Though Criales-Unzueta recognizes Gucci’s non-binary gifting section as a marketing bonanza, he hopes it will “create a ripple effect” for other brands. “I’m curious to see if this is something that everyone does next year,” he said. “A lot of other brands don’t have the range. When it comes to the core product of brands like Givenchy or Dior, it’s so divided by gender. But with Gucci, their main symbols are so neutral—the G interlocking leather bag, the quilting, the jacquard patterns.”
Dev Seldon (they/them) is a dancer, actor, model and the creative director of Fluide Beauty, a makeup brand made for people of all gender expressions. “For me, someone who identifies as trans and non-binary, who is also Black and queer, I will always question when big brands do these sorts of things,” Seldon said. “If you still have a men’s and a woman’s section, you’re not really being non-binary.”
For Seldon, Gucci’s section “feels like a cash grab, a way to target Gen Z or appear to be with the times or trendy.” They also said it was a “really big red flag” that Gucci reps would not speak about whether non-binary consultants were paid or employed to help build this gift guide.
“It takes a lot of work to do the right thing,” Seldon said. “To me, the fact that they’re not proud of where this is coming from raises concerns.”
Gucci’s gift guide will do little to help the trans and non-binary community, and much to make wealthy shoppers feel better about themselves. “I think it’s great that we as a whole are trying to be inclusive,” Seldon said. “But if you’re not doing it the right way, it’s detrimental. This is doing a lot more for Gucci than it’s doing for the non-binary, gender-fluid, and trans communities.”

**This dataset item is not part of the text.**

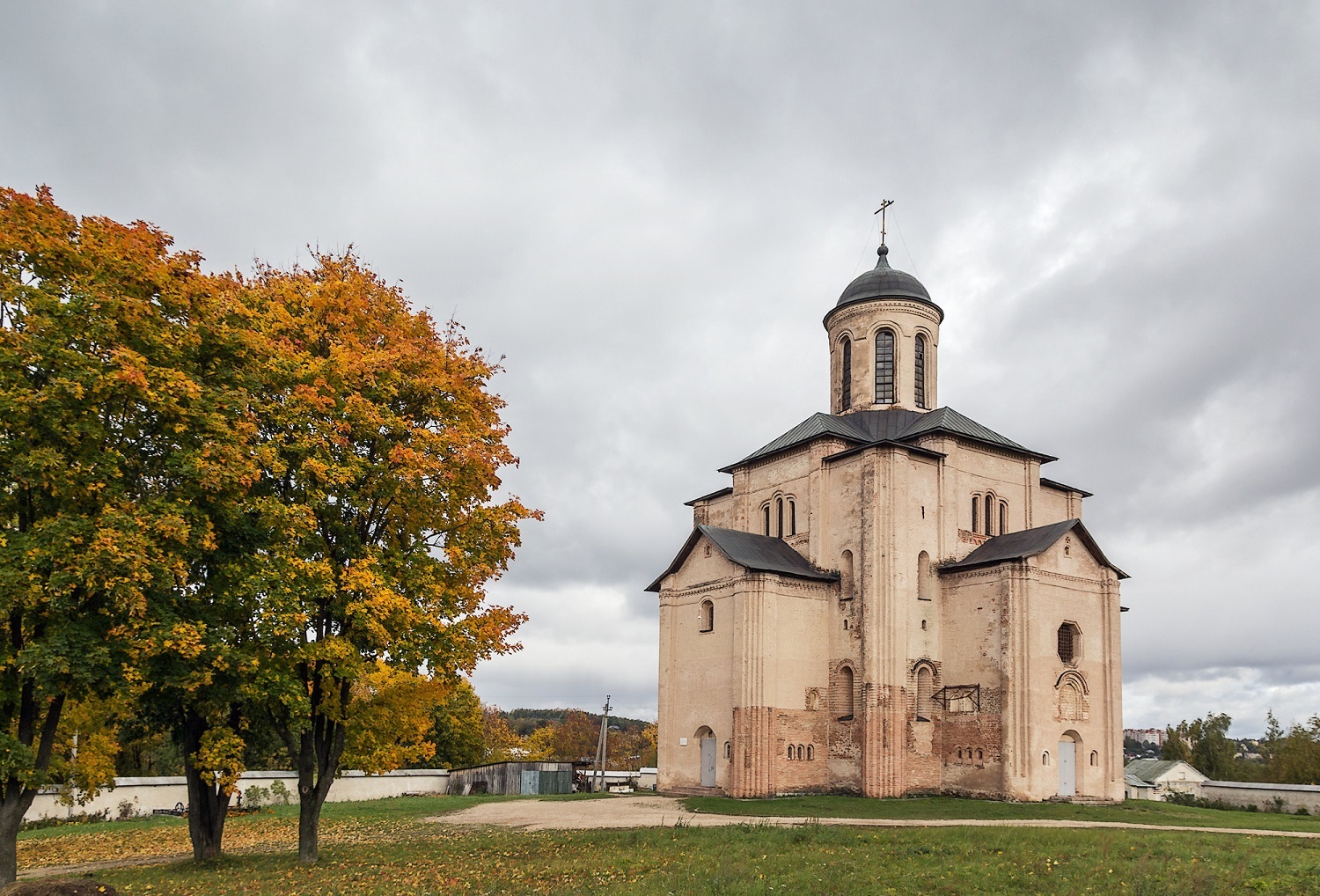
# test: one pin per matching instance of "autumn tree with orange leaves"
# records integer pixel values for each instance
(111, 445)
(385, 454)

And: what does “non-binary” even look like? “We all have different aesthetics, we all have different views of how to dismantle the binary,” Seldon explained. “The whole idea is, we can wear anything. We want to be able to express ourselves and wear whatever we want that is true to us, individually. That could change day-to-day for one person.”
“[Gucci’s] work is often exciting and free of rigid gender norms when it comes to their outward expression through marketing and campaigns,” Windust wrote in an email to The Daily Beast. “But essentially, the large fashion houses in the industry are still embedded within a binary segmentation of their products. They only tend to 'stray' away from this, or make their product line more inclusive if there's either a) a marketing opportunity or b) it's based around selling product through gift guides.”
This does not mean that big fashion houses should be too afraid of cancellation or public condemnation to keep trying, said Rob Smith, founder of the gender-free store Phluid Project. “Gucci has been a leader in the marketing of ‘the future is fluid,’” Smith said. “But I always get concerned when it’s just a marketing campaign.”
“But we also have to be cautious that we don’t call out Gucci, criticize them, and then any other brand that’s looking at this be like, ‘Whoa, step back, remember what happened to Gucci,’” Smith said. “They can continue to improve. It’s progress, not perfection. The journey to inclusion is a journey, and it doesn't happen overnight.”
So: there is always next year. “I would love for Gucci to try again,” Seldon, the creative director, said. “I don’t think it’s over. But I want them to take the feedback and hire the right people and pay the right people. Then men, women, trans people, everyone, could express themselves in the way they want. When you authentically embrace gender-fluid fashion, you liberate everyone.”